The kidney cancer survival rate is typically calculated and shown in a number of ways.. The data below reflects a comparison of those who have been diagnosed with kidney cancer to the general population. The statistics come from a study done between 1995 and 2001.

During this period, the comprehensive kidney cancer survival rate was approximately 65 percent.

The data was also broken into categories that specified race and gender.

  • 64.7 percent of Caucasian men were still alive after five years

  • The percentage of Caucasian women who lived at least five years was similar: 64.5

  • The percentage for African American men was somewhat lower at 61.8 percent

  • African American women enjoyed the highest survival rate of all at 65.9 percent

The survival rate also depends on the stage the cancer has reached by the time it's diagnosed.

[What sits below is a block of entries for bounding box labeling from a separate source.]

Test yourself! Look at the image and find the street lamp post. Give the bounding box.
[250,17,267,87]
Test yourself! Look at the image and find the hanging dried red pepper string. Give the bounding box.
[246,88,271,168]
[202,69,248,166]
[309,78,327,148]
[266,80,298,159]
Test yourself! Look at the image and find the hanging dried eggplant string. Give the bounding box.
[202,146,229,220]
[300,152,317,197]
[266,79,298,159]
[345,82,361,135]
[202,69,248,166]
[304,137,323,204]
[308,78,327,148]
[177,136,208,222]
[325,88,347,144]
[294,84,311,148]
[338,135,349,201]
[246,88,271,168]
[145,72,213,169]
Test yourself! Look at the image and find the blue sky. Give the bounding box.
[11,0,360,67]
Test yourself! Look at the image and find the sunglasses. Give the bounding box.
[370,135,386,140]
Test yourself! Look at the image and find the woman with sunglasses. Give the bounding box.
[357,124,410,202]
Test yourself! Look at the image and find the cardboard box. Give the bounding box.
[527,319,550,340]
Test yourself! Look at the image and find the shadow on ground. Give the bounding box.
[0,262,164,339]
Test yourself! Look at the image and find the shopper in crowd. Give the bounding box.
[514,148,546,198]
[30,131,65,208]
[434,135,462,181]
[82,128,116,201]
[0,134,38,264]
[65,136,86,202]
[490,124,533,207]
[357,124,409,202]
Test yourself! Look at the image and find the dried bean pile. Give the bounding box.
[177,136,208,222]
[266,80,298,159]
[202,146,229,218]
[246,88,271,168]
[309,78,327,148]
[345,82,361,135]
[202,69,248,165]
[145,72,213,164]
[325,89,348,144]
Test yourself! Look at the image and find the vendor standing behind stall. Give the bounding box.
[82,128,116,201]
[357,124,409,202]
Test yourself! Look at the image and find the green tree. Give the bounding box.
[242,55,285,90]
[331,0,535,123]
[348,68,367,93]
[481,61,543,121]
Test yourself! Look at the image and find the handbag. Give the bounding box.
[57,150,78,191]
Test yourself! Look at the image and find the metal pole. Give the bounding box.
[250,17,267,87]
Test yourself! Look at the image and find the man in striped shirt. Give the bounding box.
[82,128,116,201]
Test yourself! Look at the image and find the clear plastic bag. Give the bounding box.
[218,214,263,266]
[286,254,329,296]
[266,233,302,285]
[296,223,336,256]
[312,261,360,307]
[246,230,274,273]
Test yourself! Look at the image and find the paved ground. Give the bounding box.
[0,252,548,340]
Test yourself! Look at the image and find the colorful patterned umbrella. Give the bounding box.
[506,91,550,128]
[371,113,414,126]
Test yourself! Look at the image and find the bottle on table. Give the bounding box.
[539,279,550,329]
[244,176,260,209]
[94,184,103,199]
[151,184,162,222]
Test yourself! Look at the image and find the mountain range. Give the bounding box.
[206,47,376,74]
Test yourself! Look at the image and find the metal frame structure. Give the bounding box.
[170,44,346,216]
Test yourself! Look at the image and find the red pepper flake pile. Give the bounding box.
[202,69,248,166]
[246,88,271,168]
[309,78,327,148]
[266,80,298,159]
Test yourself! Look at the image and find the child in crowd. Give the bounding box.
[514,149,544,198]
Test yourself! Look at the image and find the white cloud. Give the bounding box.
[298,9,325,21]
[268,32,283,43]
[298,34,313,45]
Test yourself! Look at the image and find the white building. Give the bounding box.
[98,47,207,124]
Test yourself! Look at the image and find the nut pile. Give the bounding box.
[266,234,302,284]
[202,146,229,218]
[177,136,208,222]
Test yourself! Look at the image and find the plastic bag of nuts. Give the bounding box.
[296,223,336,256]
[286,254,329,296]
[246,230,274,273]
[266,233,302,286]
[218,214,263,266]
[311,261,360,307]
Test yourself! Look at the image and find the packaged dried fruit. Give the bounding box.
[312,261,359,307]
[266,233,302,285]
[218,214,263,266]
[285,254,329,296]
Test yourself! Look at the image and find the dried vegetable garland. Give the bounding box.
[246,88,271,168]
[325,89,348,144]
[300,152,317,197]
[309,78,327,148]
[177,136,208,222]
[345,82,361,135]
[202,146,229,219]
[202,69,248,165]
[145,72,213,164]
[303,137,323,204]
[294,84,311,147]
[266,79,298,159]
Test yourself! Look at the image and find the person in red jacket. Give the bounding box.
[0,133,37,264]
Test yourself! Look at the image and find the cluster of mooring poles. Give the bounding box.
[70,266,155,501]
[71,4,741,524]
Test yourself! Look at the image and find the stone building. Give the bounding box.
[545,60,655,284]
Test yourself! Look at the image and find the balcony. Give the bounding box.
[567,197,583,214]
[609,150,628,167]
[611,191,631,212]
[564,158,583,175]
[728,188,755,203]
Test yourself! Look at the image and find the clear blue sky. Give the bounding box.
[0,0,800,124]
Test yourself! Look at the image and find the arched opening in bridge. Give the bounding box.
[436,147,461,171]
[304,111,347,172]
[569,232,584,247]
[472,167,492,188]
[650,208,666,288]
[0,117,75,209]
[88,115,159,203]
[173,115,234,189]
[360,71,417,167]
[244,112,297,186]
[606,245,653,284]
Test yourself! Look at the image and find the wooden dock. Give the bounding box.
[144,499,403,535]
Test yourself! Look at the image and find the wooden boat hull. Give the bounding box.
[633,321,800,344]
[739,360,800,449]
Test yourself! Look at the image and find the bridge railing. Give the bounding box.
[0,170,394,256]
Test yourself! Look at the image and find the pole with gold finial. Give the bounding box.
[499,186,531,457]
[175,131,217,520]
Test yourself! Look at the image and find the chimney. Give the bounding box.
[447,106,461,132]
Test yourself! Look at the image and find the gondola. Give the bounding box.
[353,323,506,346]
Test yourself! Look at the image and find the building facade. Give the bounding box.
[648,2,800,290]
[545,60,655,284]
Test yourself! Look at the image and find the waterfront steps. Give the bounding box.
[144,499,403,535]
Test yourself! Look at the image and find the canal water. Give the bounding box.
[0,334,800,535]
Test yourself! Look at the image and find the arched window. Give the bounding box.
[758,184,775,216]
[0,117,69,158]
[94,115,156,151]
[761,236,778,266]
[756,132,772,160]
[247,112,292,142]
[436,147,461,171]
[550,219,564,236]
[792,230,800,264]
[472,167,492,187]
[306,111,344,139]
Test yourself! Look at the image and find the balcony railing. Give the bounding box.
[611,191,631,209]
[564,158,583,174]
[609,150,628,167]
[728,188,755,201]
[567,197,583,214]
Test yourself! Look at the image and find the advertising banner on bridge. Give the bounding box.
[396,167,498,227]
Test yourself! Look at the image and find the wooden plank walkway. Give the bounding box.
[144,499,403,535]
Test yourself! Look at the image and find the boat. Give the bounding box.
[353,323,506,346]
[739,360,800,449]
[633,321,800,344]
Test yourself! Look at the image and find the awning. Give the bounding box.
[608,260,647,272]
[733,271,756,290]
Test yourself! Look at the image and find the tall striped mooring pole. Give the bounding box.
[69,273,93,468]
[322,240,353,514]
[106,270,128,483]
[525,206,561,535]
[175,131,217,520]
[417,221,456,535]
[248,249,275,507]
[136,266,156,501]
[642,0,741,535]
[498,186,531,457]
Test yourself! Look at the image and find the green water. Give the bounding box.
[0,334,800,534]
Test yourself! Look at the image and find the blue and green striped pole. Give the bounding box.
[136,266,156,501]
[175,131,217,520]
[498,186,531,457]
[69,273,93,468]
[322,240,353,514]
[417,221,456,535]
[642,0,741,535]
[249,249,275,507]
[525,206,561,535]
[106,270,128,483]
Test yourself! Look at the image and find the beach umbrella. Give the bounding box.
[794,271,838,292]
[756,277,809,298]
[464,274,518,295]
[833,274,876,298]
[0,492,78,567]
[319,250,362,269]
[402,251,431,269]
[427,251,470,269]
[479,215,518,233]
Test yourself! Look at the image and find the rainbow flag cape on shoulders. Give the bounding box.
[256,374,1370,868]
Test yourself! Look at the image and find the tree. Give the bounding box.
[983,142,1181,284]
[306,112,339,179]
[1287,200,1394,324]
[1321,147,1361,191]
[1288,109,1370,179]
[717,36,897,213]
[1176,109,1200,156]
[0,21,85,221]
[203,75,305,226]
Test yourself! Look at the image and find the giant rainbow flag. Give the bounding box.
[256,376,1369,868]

A higher stage assignment means the cancer has spread more and will therefore be more difficult to treat.

Approximately 50 percent of those with kidney cancer are diagnosed before the disease has spread beyond the kidneys (this process is called metastasis).

One case of every five that is diagnosed (20 percent) is discovered after cancer cells have reached the lymph nodes or other areas close to the kidneys.

22 percent of the time, cancer cells have spread far beyond the primary site (a kidneys or the kidneys) and are now located in other parts of the body.

Stage classifications were unknown for the remaining percentage of cases.

As you would expect, patients who were diagnosed in an early stage were more likely to survive for the longest period of time.

  • 9 out of 10 patients who were diagnosed when cancer was confined to the kidneys survived at least five years.

  • The numbers were less encouraging when cancer had spread to the immediate region around the kidneys, with only 60 percent reaching the five year survival mark.

  • Only about one patient in ten reached the five year survival mark when cancer cells had reached distant parts of the body.

  • For the remaining patients in the study, stage information was unclear or unknown.

The United States, Canada, Australia, New Zealand, and Northern Europe have the highest incidence of kidney cancer, according to the U.S. National Cancer Institute. Kidney cancer occurs least often in China, Thailand and the Philippines. Kidney cancer accounts for approximately three percent of all cancers diagnosed in the U.S.

Smoking puts an individual at higher risk for kidney cancer. Two smokers develop renal cell carcinoma for each non-smoker. The ratio is even higher for renal pelvis cancer at four to one.